Few other people got around to seeing it.
“Anomalisa,” which will be revived this week as part of Row House Cinema’s celebration of stop-motion animation, wasn’t a hit at the box office, though it was critically praised — I stuck to my guns and called it the year’s best picture — and nominated for an Oscar. The idea of a piece of stop-motion animation, a format that can’t help but reside in the uncanny valley, taking on topics such as isolation, infidelity and depression, seemed to be a hard sell. There is, admittedly, something weird about it.
That’s the case with stop-motion animation in general, though; it looks odd, and the best creators can exploit that to great effect. Such is the case with “Anomalisa,” as well as two other features receiving runs this week at Row House: “My Life as a Zucchini,” a French cartoon about a fleet of plucky orphans; and “Isle of Dogs,” Wes Anderson’s dark comedy about outcast canines in near-future Japan. (I wasn’t the biggest fan of the latter film, but plenty of people disagreed with me on that point.) Both “Isle of Dogs” and “My Life as a Zucchini” also received Oscar nominations.
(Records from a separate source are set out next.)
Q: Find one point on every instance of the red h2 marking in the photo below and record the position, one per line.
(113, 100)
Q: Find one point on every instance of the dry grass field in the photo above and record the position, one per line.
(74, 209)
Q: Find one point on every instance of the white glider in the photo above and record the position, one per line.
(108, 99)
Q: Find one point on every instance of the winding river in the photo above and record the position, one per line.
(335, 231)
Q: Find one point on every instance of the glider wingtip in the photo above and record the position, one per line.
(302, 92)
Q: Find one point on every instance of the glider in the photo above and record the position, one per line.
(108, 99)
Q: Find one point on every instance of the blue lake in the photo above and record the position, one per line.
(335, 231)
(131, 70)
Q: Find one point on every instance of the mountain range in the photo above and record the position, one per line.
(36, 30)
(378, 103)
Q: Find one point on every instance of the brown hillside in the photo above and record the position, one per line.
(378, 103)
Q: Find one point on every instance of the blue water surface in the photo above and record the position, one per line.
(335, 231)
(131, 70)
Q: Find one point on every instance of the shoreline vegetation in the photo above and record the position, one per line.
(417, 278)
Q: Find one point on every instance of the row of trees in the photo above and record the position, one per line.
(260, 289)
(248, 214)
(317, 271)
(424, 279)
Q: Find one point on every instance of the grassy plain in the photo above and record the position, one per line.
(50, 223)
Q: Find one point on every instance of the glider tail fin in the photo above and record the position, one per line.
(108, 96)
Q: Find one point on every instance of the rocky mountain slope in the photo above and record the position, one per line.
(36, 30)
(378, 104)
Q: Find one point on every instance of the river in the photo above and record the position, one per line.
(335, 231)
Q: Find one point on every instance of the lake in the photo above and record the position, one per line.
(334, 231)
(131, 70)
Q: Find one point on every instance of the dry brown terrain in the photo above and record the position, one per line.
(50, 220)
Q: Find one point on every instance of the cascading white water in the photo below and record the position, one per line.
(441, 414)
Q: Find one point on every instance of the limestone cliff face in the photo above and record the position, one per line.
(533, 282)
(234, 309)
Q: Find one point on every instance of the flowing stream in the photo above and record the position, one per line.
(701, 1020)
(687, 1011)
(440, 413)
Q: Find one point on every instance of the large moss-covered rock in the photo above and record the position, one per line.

The newest film in the lineup may also be the weirdest — quite an achievement with “Anomalisa” around. “This Magnificent Cake!” is a French-language anthology of troubling, interconnected short stories in 19th-century Africa. A French, Belgian and Dutch co-production, the 44-minute film — it’s paired with several shorts from the excellent animation distributor GKIDS — is a surreal, Lynchian exploration of the harrowing period when European nations took over swaths of Africa with little regard for its inhabitants.
Don’t mistake it for a bleak history lesson, though; this is grounded madness, like “Eraserhead” rendered in felt. A failed businessman discovers a vast cavern and befriends an ill-fated snail with a human face; a sad-sack clarinetist inadvertently wreaks havoc with his instrument; a rampaging brat causes unfathomable suffering without noticing it.
“This Magnificent Cake!” will put some viewers off, to be sure, but that’s what the best works of stop-motion animation do: They lean into the bizarre look of the style to create something unusual, arresting and often alarming, but they do so with humor and artistry. If you go to Row House this week (and you should), you’ll leave in a bizarre mood — but have the compulsion to go back for a repeat viewing.